For some weird and unexplainable reason, people normally expect better services from private companies than from their own governments. This is not the case for our citizens in Estonia. https://qz.com/1535549/living-on-the-blockchain-is-a-game-changer-for-estonian-citizens/
@yogthos I met a lot of officials from Estonia when I worked on implementation of electronic signature in Poland. There are many factors to their success, but the main is -- they have 1.5m citizens. Doing a project for 1.5m citizens is hundreds of times easier than doing it for 40 or 80m citizens. The latter is possible, but requires much higher skills.
@kravietz sure, but a country of 80 million obviously has more resources than a country of 1.5 million as well. And the cost of scaling is not linearly correlated with the population increase for obvious reasons.
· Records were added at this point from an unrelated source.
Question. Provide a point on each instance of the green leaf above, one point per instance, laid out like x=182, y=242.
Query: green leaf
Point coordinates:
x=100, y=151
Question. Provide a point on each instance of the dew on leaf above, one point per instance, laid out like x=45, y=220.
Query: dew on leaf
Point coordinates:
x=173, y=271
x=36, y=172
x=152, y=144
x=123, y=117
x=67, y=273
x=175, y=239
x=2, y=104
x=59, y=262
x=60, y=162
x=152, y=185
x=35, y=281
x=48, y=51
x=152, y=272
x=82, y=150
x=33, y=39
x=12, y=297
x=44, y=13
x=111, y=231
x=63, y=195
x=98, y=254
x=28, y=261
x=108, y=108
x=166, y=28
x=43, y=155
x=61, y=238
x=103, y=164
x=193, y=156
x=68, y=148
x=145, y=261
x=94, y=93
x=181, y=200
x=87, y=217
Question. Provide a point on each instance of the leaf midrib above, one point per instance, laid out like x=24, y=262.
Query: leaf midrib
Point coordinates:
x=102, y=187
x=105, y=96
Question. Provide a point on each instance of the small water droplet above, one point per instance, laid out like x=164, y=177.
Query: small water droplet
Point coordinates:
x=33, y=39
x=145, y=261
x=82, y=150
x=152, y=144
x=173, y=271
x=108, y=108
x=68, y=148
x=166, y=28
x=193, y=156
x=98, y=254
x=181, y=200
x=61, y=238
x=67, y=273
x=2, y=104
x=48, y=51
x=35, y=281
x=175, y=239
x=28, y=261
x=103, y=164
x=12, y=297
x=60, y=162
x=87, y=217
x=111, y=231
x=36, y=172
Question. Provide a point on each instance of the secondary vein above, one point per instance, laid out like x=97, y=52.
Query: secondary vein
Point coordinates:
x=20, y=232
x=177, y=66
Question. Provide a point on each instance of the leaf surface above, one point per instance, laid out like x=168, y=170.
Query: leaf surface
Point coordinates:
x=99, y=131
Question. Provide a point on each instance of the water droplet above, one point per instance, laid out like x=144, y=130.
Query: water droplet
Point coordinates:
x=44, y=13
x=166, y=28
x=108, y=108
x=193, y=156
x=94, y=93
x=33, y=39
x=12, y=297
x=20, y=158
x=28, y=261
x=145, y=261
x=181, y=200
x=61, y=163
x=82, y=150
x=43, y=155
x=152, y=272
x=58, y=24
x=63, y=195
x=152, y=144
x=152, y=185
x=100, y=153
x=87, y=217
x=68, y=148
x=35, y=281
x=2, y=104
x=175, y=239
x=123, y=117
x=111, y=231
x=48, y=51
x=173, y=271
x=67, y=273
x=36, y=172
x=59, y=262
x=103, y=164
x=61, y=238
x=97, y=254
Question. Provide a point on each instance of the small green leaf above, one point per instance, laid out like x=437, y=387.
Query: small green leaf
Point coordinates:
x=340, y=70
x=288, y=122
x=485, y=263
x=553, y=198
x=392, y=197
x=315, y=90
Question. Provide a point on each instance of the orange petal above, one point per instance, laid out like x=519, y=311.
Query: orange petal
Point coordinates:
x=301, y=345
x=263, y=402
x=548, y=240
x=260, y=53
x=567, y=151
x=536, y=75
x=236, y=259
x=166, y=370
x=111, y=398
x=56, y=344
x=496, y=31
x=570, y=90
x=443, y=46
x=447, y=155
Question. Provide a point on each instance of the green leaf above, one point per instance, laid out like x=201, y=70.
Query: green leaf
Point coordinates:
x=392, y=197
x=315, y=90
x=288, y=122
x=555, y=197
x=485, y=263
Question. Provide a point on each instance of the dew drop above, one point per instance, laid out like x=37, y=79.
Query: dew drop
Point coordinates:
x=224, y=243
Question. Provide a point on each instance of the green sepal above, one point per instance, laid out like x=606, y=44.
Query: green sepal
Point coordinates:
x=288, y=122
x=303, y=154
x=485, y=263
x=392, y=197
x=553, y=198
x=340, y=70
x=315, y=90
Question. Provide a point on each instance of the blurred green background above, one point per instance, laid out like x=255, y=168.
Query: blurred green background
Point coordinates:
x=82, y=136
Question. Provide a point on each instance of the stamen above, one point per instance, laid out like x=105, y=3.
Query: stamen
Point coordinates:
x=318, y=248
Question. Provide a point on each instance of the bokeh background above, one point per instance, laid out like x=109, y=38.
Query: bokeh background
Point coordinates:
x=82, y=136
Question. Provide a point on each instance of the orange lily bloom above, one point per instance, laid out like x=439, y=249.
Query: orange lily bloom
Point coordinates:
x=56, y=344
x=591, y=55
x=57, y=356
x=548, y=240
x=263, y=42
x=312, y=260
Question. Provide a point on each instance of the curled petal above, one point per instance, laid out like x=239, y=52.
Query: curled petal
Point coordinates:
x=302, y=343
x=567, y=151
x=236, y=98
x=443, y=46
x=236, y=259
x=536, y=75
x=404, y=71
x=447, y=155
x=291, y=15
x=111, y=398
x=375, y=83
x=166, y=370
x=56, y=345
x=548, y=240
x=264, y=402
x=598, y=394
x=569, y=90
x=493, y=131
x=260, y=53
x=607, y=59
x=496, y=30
@yogthos A surprising fact about public sector is that the cost is indeed non-linear, but it's negatively correlated to the population size ;) Reasons explained in the other comments.
@kravietz [citation needed]
@yogthos did you? ;)
> cost of technology doesn't rise linearly with the number of users
It does not *have* to if you do it correctly. Often it's not done correctly and in public sector it's done incorrectly more often than in private simply because public sector can survive more failures.
Here's a whole article I wrote about electronic signature failures in EU that highlights these issues
@yogthos Well, that's part of the problem: public-owned companies rarely fail.
In Poland we have 15 state-owned coal mines that haven't been profitable for decades and state essentially pays billions each year so that they can dig some more coal. Because it's poor quality, state also buys coal for power plants from Russia. Any mention of reforms results in trade unions marches and nothing changes.
@kravietz in many cases this can be a positive though since you don't want essential services to fail due to market conditions. For example, broadband is not profitable in rural areas in Canada, so people can't get quality service from the private industry. And keeping employment up is often a benefit as well.
But you're right that in some cases you end up with vestigial services that aren't really providing value. So there needs to be mechanism for deprecation.
@yogthos That is an easy criterion here: if the service was *intended* to operate on non profit basis (like all the basic infrastructure services you mentioned) then, well, it should do just that.
That's one of the main advantages of public sector by the way: it does *not* have to generate profit. Private companies in most countries are required by law to generate profit and if they don't the directors may be accused of failing the company.
@kravietz yeah agreed, the interesting question is how to decide whether something is essential enough to become a public service. For example, and argument can be made that Amazon has become essential enough to warrant being public infrastructure.
But it's so large at this point that there isn't any way I can see that happening.
@kravietz you're forgetting survivorship bias here though.
Majority of companies fail, so you have to factor those as well in terms of overall effort and resource expenditure. With the public sector failure is just more transparent.